Limitations & Future Work¶

Though self-supervised, the method heavily relies on knowledge distillation: Semantics depend on LSeg and geometry relies on VGGT for pseudo-ground truth. This essentially distills the capabilities of two strong teachers. The teacher models' biases and blind spots will be inherited; thus "no 3D annotation" does not mean "no strong priors."
Evaluation is focused on ScanNet/ScanNet++ indoor scenes with a low resolution of 256×256. Robustness under large-scale outdoor, high-resolution, and dynamic scenes remains unverified.
Recalibration requires differentiable reprojection and bilinear sampling, which entails rendering multi-level Gaussians and performing multiple projections at each step. This leads to considerable training overhead (300 epochs on 8×A100), and the paper does not specify the total training time and VRAM footprint.
Results are sensitive to hyperparameters like the dual-masking ratio, threshold \(\rho_d\), and the number of generated Gaussians per anchor. The paper only provides minor ablations without a systematic sensitivity analysis.

vs LSM [13]: Both are unposed feed-forward methods that lift 2D semantics to 3D. However, LSM exhibits weak geometric induction and is prone to geometric-semantic drift. UniSplat enhances geometry via dual masking and enforces consistency through recalibration, leading across the board on ScanNet (mIoU +5.5, PSNR +1.26).
vs RayZer [22] / SelfSplat [24]: Both estimate joint camera-scene representations without poses, but they only cover geometry and appearance without involving semantic unification or geometric-semantic consistency.
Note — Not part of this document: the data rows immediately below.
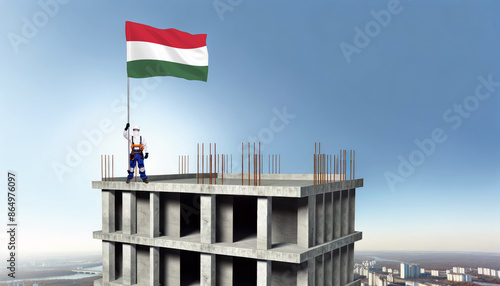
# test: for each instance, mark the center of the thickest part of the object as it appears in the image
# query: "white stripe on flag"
(152, 51)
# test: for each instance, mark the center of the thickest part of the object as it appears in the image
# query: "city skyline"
(417, 100)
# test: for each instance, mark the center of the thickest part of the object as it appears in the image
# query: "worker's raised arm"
(125, 132)
(145, 145)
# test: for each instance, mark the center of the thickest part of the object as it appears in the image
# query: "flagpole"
(128, 119)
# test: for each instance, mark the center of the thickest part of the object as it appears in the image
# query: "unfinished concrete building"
(287, 230)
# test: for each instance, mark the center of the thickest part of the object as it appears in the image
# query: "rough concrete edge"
(331, 245)
(274, 191)
(354, 283)
(271, 255)
(331, 187)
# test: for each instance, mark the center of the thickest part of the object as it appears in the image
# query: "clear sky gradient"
(399, 80)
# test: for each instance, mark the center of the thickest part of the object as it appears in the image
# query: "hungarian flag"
(165, 52)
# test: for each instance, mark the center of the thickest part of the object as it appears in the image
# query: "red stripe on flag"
(167, 37)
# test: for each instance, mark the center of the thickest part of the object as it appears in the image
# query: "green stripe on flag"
(150, 68)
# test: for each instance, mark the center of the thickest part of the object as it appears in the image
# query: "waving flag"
(165, 52)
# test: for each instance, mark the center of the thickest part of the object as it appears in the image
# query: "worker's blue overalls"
(137, 157)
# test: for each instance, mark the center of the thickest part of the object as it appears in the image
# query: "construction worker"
(139, 147)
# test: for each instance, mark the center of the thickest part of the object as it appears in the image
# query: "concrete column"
(108, 211)
(306, 273)
(225, 219)
(328, 217)
(344, 267)
(171, 267)
(207, 269)
(264, 222)
(172, 214)
(320, 271)
(344, 217)
(306, 221)
(320, 219)
(352, 208)
(207, 224)
(337, 214)
(328, 266)
(108, 261)
(350, 263)
(263, 273)
(154, 266)
(129, 211)
(129, 264)
(336, 267)
(224, 270)
(154, 214)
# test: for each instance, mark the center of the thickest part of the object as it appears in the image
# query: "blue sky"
(66, 76)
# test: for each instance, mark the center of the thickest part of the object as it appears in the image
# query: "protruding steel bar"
(354, 164)
(215, 163)
(203, 163)
(254, 165)
(210, 164)
(350, 165)
(198, 163)
(327, 170)
(314, 164)
(242, 163)
(272, 164)
(260, 164)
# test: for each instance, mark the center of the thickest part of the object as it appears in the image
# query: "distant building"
(457, 277)
(410, 270)
(489, 272)
(405, 269)
(413, 283)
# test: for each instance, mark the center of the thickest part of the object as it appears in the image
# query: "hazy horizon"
(412, 86)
UniSplat explicitly couples geometry, appearance, semantics, and camera parameters while distilling VLM semantics.
vs UniForward / Uni3R [46, 48]: Although they also attempt to unify the three attributes, they adopt "posed training + unposed inference," leaving residual spatial inconsistencies. UniSplat operates entirely unposed and explicitly eliminates inconsistency via 2D reprojection alignment.
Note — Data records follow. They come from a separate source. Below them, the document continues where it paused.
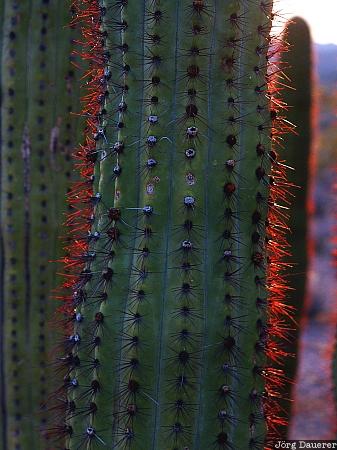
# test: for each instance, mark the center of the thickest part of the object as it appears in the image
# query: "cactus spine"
(299, 152)
(38, 91)
(176, 291)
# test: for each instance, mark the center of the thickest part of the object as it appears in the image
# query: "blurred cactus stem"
(38, 92)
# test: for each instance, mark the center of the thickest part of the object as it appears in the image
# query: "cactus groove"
(38, 93)
(175, 302)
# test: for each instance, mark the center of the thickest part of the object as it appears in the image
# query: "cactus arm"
(3, 417)
(16, 401)
(298, 68)
(177, 338)
(33, 180)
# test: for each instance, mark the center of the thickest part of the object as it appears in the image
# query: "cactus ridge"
(175, 294)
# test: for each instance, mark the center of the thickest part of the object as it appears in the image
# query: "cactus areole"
(174, 293)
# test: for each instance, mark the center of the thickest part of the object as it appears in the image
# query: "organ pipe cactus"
(38, 92)
(174, 293)
(299, 154)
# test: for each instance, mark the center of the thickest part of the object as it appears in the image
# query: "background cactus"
(298, 67)
(38, 92)
(173, 308)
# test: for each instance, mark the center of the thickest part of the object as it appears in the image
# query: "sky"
(321, 16)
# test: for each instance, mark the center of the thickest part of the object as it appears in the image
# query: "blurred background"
(313, 410)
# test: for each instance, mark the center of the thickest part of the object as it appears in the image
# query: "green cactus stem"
(178, 243)
(38, 92)
(298, 63)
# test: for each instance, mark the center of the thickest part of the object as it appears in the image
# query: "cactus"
(174, 307)
(37, 136)
(300, 156)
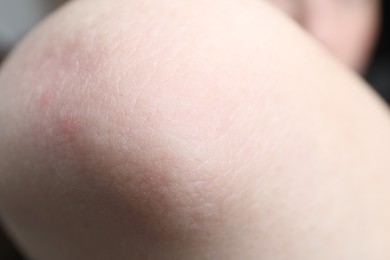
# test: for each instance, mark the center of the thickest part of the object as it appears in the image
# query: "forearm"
(189, 130)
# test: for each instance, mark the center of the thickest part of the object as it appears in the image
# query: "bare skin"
(135, 130)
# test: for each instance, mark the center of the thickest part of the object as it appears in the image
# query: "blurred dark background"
(378, 75)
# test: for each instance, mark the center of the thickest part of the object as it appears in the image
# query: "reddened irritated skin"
(189, 130)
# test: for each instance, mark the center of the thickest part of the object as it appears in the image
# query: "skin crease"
(348, 28)
(135, 130)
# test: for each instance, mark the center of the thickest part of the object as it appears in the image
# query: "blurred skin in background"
(348, 28)
(145, 130)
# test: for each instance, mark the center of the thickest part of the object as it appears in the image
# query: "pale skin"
(136, 129)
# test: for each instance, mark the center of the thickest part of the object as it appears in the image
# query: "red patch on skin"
(68, 128)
vs Scaffold-GS [34]: UniSplat adopts the concept of anchor Gaussians generating child Gaussians from Scaffold-GS, but extends it into a three-level hierarchy ("anchor → semantic → appearance") and integrates it into a self-supervised feed-forward framework rather than per-scene optimization.

Rating¶

Novelty: ⭐⭐⭐⭐ The three components are well-targeted. The combination of "geometry-guided secondary masking" and "2D reprojection alignment for multi-task consistency" is highly creative, though individual components are built on existing paradigms (MAE, Scaffold-GS, reprojection consistency).
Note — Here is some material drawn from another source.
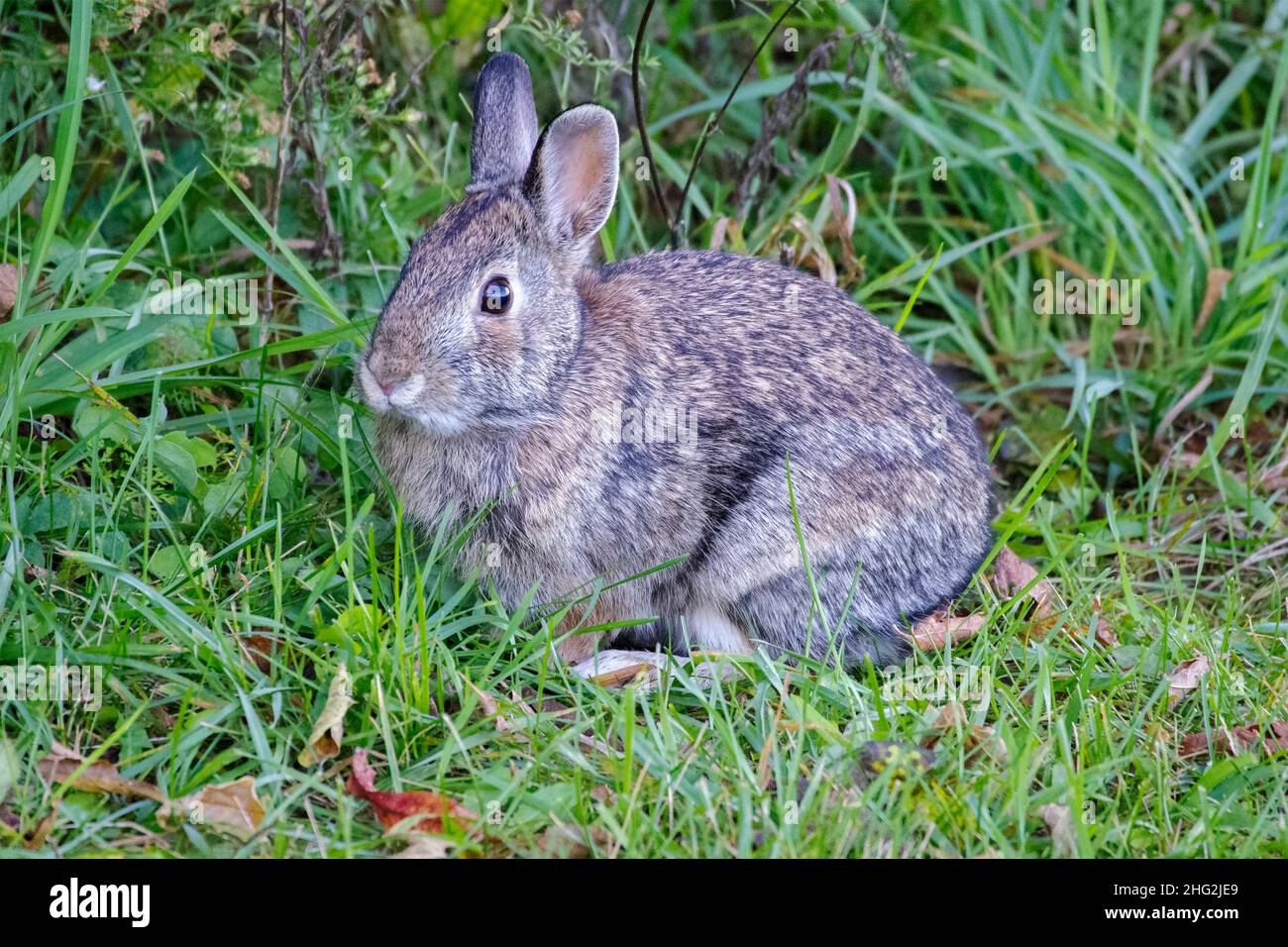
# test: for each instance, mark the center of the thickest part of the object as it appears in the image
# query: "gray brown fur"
(890, 479)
Experimental Thoroughness: ⭐⭐⭐⭐ The paper covers five 3D vision tasks, 268 embodied tasks, cross-dataset generalization, and three sets of ablations. However, it lacks evaluations on outdoor/high-resolution scenes, as well as analyses of training overhead and hyperparameter sensitivity.
Writing Quality: ⭐⭐⭐⭐ The chain of motivation-method-experiment is clear, formulas are complete, and the roles of the three components are well explained. Some notations (e.g., the relationship between \(N_g\) and the token count 256) could be clarified with reference to the original paper.
Value: ⭐⭐⭐⭐ A unified, unposed 3D representation is a critical need for embodied AI. Its performance as a frozen backbone surpassing DINOv2, CLIP, and SPA is highly convincing, indicating high transfer value.